Мне приятны были неожиданные нашествия Антонио. С его приходом в дом поступала приятная атмосфера доброй дружбы, которой от тебя не нужно было ничего, кроме участия. Найдется немного людей, способных вот так запросто рассказать о своих откровенных сомнениях, вытаскивая из себя то немужское, несмелое, незавидное, которое сидит себе в сердце каждого второго, зная, что его-то точно не выгонят, потому что оно находится под покровительством гордыни. Оно сидит и оплетает оверлоком швы неидеальной любви, то прибавляя ходу, то замирая, чтобы поправить зыбкую нить отношений. Чаще всего Антонио приносил с собой пару бутылок сухого.
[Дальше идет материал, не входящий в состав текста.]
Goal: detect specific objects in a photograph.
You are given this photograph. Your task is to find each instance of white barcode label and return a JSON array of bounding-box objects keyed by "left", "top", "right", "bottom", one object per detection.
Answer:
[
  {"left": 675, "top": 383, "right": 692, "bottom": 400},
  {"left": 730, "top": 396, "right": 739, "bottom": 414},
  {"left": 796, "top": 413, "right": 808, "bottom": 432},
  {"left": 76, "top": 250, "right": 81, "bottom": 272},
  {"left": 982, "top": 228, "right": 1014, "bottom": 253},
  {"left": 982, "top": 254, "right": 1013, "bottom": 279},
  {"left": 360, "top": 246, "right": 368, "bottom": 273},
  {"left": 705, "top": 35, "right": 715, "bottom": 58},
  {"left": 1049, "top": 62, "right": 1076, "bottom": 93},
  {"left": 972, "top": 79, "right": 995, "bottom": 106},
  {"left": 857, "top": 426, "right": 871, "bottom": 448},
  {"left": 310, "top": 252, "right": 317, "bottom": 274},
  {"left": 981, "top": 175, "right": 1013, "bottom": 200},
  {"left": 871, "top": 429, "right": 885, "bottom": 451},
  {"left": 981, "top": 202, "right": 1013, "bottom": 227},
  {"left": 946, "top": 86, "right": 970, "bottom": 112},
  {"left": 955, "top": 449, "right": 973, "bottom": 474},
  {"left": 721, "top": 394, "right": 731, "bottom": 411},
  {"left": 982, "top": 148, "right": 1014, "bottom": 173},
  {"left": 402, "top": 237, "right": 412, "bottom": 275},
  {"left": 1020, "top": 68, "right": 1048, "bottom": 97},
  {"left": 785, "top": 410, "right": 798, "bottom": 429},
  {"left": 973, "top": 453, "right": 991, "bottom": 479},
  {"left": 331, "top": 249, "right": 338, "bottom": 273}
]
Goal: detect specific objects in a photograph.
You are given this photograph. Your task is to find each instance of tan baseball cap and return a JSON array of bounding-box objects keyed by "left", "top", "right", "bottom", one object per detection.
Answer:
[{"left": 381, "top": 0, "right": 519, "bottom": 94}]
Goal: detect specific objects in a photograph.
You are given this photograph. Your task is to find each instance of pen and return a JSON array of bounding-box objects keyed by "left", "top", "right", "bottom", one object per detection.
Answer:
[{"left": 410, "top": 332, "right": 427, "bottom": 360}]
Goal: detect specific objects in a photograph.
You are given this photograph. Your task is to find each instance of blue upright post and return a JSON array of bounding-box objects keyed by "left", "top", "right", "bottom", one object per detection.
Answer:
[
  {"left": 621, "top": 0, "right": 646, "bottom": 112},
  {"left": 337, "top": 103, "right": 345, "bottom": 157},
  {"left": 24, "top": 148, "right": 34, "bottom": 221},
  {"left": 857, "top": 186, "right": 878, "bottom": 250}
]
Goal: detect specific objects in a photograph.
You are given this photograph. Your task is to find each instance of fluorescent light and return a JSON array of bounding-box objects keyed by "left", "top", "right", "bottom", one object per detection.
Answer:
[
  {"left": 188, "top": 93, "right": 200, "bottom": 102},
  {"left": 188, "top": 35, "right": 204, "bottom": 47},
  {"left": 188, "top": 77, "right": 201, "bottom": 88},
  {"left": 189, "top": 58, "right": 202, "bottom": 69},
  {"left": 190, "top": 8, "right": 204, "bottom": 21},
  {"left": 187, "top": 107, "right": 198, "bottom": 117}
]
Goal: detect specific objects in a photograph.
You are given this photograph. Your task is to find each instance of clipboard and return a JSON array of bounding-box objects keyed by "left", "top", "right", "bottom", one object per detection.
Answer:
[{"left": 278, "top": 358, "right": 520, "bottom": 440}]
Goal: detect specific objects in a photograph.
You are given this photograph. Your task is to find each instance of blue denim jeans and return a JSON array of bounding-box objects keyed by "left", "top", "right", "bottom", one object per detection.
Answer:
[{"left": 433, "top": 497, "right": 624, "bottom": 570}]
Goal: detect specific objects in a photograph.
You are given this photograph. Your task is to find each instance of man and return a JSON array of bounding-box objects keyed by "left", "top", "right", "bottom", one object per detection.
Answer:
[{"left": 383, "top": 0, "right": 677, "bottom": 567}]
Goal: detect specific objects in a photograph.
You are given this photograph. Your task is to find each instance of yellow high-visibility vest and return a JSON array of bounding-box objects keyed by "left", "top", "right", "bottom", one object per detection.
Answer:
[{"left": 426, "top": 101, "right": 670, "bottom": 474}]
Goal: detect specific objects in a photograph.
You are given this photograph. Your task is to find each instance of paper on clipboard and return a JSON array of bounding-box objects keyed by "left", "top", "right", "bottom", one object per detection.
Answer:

Хотя алкоголь здесь играл не самую главную роль, он скорее был декорацией, на фоне которой любые отношения могли стать ярче или тривиальнее, вспыхнуть или погаснуть.
– Как ты можешь вставать в такую рань? – оголил я свой зрительный нерв и нащупал им в полумраке утра любимую женщину. Она сидела на краю кровати, собирая, словно распустившихся за ночь детей, свои волосы.
– Любое, даже самое холодное зимнее утро может спасти кофе, его крепкие объятия, – не обратила она на меня внимание.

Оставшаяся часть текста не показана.